Splendid Isolation

 

Mein Plan, im Urlaub dem Internet fernzubleiben, funktioniert soweit, als dass ich keine Nachrichten lese, kein Twitter, kein Instagram, kein Youtube – besonders keine (Firmen-) eMails und auch keine sonstigen Webseiten. Dafür lese ich mittlerweile das zweite Buch.
Aber ich will Euch einen kleinen Reisebericht alle paar Tage nicht vorenthalten. So ganz kappen wir die Verbindung zum world wide web dann doch nicht.

 

Nach dem langen Flug sind wir mit dem Taxi vom Flughafen am späten Sonntag Nachmittag zu unserem Hotel „The Andros Boutique Hotel *****“ im Stadtteil Claremont gefahren. Die alte Villa mit zwei, oder drei Gästehäusern und einem grossen Park mit Pool nimmt etwa einen Häuserblock in dem sehr ruhigen Stadtteil ein. Das hat zwar vermutlich wenig mit dem „eigentlichen“ Kapstadt zu tun, aber grosse Städte sind eh‘ nicht so unser Ding.

Geschafft von der langen Reise und der Klimaumstellung haben wir den ersten Tag erstmal ein paar Stunden am Pool entspannt.

Am späten Nachmittag haben wir uns dann zur Tafelberg Seilbahn fahren lassen – mit einem Uber. Das Uber Geschäftsmodell ist zweifelsohne umstritten, und ob wir da irgendwie versichert sind, kann ich nicht sagen. Aber bequem, schnell und günstig ist es allemal. Einfach auf dem Smartphone eingeben, wo man hinmöchte und den Preisvorschlag annehmen. Keine fünf Minuten später ist ein Wagen vor der Tür, dessen Herannahen man schon auf der Karte im Handy sehen kann. Nach der Fahrt wird automatisch der vorher vereinbarte Betrag von meiner Kreditkarte abgebucht. Wenn man mag, kann man noch aus einer von drei Stufen Trinkgeld auswählen.

Der Tafelberg ist ca. 1000 Meter hoch und Kapstadt selbst liegt am Meer – also bei etwa 0 Metern. Entsprechend toll ist die Aussicht. Du stehst da also auf einem recht soliden Felsen und einen Schritt neben Dir geht‘s 1000 Meter runter. Und Du schaust runter auf die Wolken über der Stadt und den Bergen ringsum. Für die nicht so ganz schwindelfreien unter uns, vielleicht ein bisschen zu steil…

Den Dienstag haben wir dann mit einer Tagestour zum Kap der guten Hoffnung verbracht und vorher die Pinguin Kolonie in Boulders Beach besucht. Wie das Schild dort sagt: „Achtung: Pinguine beissen!“ Ich nehme also an, der Zaun war eher zu unserem Schutz gedacht.
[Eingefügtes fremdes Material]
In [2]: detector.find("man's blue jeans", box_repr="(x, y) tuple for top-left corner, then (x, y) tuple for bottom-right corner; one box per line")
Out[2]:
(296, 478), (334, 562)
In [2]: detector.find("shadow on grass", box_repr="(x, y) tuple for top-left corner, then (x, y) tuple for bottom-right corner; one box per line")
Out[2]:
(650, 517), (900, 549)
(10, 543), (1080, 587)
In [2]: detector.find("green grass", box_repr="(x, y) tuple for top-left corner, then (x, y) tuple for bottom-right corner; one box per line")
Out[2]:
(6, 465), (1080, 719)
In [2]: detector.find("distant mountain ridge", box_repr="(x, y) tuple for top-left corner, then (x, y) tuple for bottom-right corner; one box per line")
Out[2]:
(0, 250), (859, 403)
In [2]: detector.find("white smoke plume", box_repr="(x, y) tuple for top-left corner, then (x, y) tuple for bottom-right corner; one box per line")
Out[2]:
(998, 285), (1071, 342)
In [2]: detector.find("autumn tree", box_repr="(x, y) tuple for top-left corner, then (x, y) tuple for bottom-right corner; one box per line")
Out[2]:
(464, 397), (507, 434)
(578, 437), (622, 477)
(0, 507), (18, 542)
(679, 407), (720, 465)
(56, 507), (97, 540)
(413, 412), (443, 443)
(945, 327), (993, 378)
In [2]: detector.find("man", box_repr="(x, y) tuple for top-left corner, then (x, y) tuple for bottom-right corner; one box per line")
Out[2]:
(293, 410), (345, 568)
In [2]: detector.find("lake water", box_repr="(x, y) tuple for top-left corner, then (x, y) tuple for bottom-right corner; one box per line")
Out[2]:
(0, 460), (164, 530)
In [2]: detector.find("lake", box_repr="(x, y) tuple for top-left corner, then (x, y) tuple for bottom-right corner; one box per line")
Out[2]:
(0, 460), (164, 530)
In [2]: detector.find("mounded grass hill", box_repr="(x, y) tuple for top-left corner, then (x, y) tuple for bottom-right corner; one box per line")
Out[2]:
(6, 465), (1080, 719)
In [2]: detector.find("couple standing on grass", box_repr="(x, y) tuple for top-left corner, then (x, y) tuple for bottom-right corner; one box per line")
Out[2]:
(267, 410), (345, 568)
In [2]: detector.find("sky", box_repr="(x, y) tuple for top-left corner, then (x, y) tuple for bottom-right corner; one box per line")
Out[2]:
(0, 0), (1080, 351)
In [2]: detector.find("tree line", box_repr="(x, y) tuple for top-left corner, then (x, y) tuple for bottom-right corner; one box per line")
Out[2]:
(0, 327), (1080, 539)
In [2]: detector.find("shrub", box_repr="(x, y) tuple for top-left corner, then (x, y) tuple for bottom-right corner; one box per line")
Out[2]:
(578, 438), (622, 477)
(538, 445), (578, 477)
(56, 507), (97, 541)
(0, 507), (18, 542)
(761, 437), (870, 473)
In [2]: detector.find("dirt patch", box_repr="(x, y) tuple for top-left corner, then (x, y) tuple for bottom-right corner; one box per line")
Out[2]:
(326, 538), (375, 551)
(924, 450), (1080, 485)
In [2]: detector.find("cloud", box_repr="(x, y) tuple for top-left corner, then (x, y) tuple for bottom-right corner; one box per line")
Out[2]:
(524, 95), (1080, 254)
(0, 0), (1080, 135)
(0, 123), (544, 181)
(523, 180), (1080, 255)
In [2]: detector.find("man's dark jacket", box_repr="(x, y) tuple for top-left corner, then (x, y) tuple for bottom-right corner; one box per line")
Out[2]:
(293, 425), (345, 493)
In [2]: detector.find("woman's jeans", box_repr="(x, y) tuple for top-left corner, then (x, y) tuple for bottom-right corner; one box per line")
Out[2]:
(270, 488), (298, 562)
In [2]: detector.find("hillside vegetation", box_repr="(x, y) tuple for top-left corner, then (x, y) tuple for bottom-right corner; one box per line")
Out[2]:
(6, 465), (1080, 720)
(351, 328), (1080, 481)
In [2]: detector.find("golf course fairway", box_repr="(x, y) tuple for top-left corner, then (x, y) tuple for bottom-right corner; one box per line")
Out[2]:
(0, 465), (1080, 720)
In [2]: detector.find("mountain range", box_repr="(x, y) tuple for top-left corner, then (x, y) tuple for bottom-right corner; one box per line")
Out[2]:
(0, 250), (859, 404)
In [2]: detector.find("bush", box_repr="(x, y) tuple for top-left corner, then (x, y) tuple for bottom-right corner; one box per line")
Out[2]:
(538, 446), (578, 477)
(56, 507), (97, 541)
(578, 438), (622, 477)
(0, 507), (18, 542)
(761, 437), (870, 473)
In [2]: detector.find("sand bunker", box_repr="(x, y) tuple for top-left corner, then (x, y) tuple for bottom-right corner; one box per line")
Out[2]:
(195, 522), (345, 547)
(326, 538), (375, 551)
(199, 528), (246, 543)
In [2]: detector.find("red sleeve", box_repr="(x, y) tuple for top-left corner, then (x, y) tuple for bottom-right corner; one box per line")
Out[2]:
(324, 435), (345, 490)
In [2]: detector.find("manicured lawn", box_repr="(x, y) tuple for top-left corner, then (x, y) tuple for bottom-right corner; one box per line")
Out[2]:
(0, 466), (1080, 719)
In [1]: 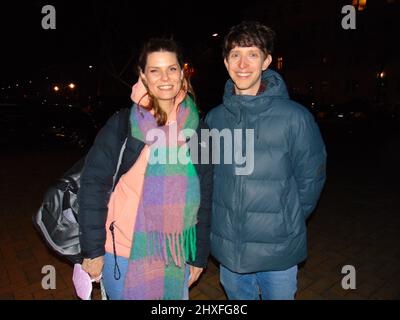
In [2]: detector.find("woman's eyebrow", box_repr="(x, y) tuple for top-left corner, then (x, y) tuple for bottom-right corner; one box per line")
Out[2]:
(148, 63), (178, 69)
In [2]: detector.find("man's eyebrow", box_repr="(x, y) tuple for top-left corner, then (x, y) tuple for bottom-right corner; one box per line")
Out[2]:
(148, 63), (178, 69)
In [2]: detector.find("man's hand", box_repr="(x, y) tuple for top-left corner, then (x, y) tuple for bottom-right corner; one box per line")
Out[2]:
(188, 265), (204, 288)
(82, 256), (104, 283)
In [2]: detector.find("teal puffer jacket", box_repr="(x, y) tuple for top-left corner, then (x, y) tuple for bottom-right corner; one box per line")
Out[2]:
(206, 70), (326, 273)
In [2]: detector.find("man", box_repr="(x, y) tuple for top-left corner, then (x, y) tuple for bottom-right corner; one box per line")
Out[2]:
(206, 22), (326, 300)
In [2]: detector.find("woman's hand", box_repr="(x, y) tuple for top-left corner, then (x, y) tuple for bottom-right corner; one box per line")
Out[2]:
(82, 256), (104, 283)
(188, 265), (204, 288)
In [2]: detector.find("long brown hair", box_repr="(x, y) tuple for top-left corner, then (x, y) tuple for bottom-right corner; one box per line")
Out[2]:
(138, 38), (195, 126)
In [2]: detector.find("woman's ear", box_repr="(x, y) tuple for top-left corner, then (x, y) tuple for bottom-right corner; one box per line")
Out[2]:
(139, 69), (147, 84)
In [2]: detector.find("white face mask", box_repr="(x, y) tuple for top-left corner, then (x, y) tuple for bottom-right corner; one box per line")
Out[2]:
(72, 263), (101, 300)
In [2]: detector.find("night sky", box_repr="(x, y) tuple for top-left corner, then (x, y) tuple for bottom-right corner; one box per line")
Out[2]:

Gefährliche kleine Biester, das.
Damit sind dann auch erstmal unsere touristischen must-haves abgehakt. Grosse Städte sind halt einfach nicht so unser Ding.

Heute Mittag haben wir den Mietwagen abgeholt und zum Hotel gefahren (grosse Stadt…) . Linksverkehr, Rechtssteuer, Schaltung links… ein wenig gewöhnungsbedürftig, aber nichts, was wir nicht schon in Thailand gemacht hätten. Nur diesmal ohne den Schwarm Mopeds um einen herum. Easy!

Morgen geht‘s dann langsam raus in Richtung „Swartberge“ entlang der Route 62. Erster Stopp wird Stellenbosch sein – nur eine Stunde Fahrt von Kapstadt entfernt. In unsrem VW Up. Bin mal gespannt, ob ich Simone‘s Seesack da reinbekomme…

 

LG,

 

Robin & Simone

Entspannung und Tafelberg

 

 

Robben und Pinguine

 

Am Rand der Welt

 

 

P.S., memo to myself:

Alle Fotos sind mit einer 10 Jahre alten Digitalkamera – garantiert nicht „Vollformat“, einem ebenso alten 50mm (und ein paar mit einem 24mm) Objektiv und ohne das neue 4000,- Euro MacBook gemacht worden.
Invest in experiences, not equipment. Don‘t believe the hype!